Pekín, por su parte, ha respondido con una mezcla de indignación y contención estratégica. El gobierno chino acusa a Washington de violar las normas de la OMC, pero también parece dispuesta a evitar una escalada total. Sin embargo, los fantasmas de 2018 están de vuelta. ¿Qué ha cambiado desde entonces? ¿Y qué implicaciones tiene esta nueva ronda arancelaria?
Efectividad discutible, intenciones claras
Diversos estudios —incluido uno reciente del Peterson Institute for International Economics— han demostrado que los aranceles anteriores no redujeron significativamente el déficit comercial estadounidense ni devolvieron empleos a los sectores afectados. En muchos casos, los consumidores y las pequeñas empresas estadounidenses terminaron absorbiendo los costos. La manufactura se encareció, los insumos tecnológicos se ralentizaron y el crecimiento fue menor al esperado.
Pero esta vez, la lógica es más defensiva que económica. Estados Unidos busca frenar el ascenso de China en sectores donde aún conserva ventajas competitivas.

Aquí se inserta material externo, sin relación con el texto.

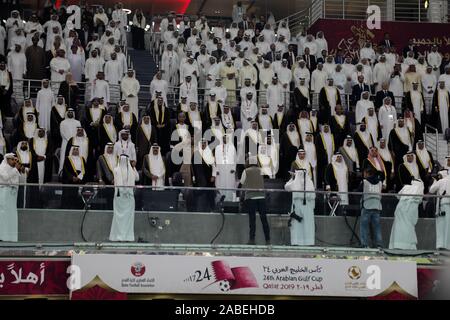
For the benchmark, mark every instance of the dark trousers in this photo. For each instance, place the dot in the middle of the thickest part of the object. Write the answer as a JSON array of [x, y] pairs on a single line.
[[260, 206]]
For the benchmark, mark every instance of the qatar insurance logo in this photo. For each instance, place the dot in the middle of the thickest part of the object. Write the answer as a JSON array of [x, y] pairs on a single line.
[[138, 269], [354, 272]]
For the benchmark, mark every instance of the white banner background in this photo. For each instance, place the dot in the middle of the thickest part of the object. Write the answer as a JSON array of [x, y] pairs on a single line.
[[246, 275]]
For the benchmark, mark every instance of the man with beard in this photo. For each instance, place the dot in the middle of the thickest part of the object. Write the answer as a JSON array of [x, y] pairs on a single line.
[[425, 162], [302, 163], [339, 125], [160, 119], [400, 141], [154, 167], [6, 90], [408, 170], [388, 160], [146, 136], [125, 146], [387, 115], [363, 140], [290, 143], [350, 155], [325, 146], [302, 97], [94, 118], [329, 98], [203, 165], [73, 173], [107, 131], [126, 119], [336, 178]]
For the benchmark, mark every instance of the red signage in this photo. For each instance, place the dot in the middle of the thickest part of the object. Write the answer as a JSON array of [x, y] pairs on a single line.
[[350, 35], [33, 277]]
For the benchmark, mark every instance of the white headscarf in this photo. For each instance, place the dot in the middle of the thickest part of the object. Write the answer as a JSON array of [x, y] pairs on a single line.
[[29, 127], [403, 134], [40, 144], [110, 129], [294, 137], [24, 156], [423, 156], [206, 154], [61, 108], [124, 174], [156, 163], [82, 143], [111, 159], [351, 151], [77, 162], [413, 168]]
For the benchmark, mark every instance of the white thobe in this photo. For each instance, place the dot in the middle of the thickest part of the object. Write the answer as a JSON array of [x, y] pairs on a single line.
[[301, 73], [170, 63], [189, 90], [274, 97], [100, 89], [113, 72], [131, 86], [387, 115], [161, 86], [406, 215], [249, 110], [77, 63], [442, 187], [44, 102], [381, 74], [92, 67], [225, 170], [443, 108], [122, 227], [318, 80], [68, 129], [17, 65], [446, 78], [9, 178], [434, 59], [221, 93], [57, 64]]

Es una batalla por el control de la cadena de valor de la energía renovable, la inteligencia artificial y los semiconductores, no por balanzas comerciales.
Consecuencias globales: nadie escapa ileso
Los efectos de esta pugna no se limitarán a dos países. Europa, América Latina y el Sudeste Asiático podrían quedar atrapados en medio de esta tormenta de acero y silicio. Las cadenas de suministro se verán alteradas, los precios se moverán al alza, y la inversión extranjera directa podría redirigirse hacia terceros mercados percibidos como “neutrales”.

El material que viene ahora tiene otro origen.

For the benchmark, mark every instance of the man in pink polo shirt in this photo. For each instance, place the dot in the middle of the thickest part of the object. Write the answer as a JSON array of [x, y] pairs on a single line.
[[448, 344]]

Empresas multinacionales, atrapadas entre los reguladores chinos y norteamericanos, comienzan a rediseñar sus cadenas logísticas. México, Vietnam e India ya se perfilan como beneficiarios del nearshoring, al recibir inversiones que antes habrían ido a Shanghái o Shenzhen. Pero esto no es una victoria automática: requiere infraestructura, estabilidad política y talento humano.
¿Quién pierde más?
China podría resistir con más músculo del que se cree. A pesar de la desaceleración post-COVID y el desinfle de su burbuja inmobiliaria, su política industrial —guiada por el plan Made in China 2025— sigue vigente y respaldada por una política fiscal activa. Además, su mercado interno está en expansión y su alcance comercial se diversifica hacia África, América Latina y el Sudeste Asiático con acuerdos como la Iniciativa de la Franja y la Ruta.
Estados Unidos, por otro lado, arriesga encarecer su transición energética y comprometer su industria tecnológica al restringir acceso a insumos esenciales. Las tensiones políticas internas (con una elección presidencial polarizante en el horizonte) podrían también desestabilizar una estrategia que requiere visión a largo plazo y cooperación bipartidista.
¿Y el orden global?
La OMC, debilitada y deslegitimada, observa desde la barrera. El multilateralismo retrocede y la economía global se regionaliza. En vez de un mercado planetario integrado, emerge un archipiélago de bloques económicos en competencia. En ese contexto, los aranceles no solo son un instrumento comercial, sino también un símbolo del nuevo orden: uno menos cooperativo, más conflictivo y decididamente multipolar.
Conclusión
En una guerra comercial, nadie gana realmente. Pero algunos pierden más que otros. El conflicto entre Estados Unidos y China es más que una disputa de tarifas: es la manifestación de una lucha de poder sistémica. Lo que está en juego no es quién vende más acero o baterías, sino quién define las reglas del comercio, la innovación y la influencia global para las próximas décadas. La diplomacia, si llega, tendrá que competir con el ruido del proteccionismo y el eco de una desglobalización en marcha.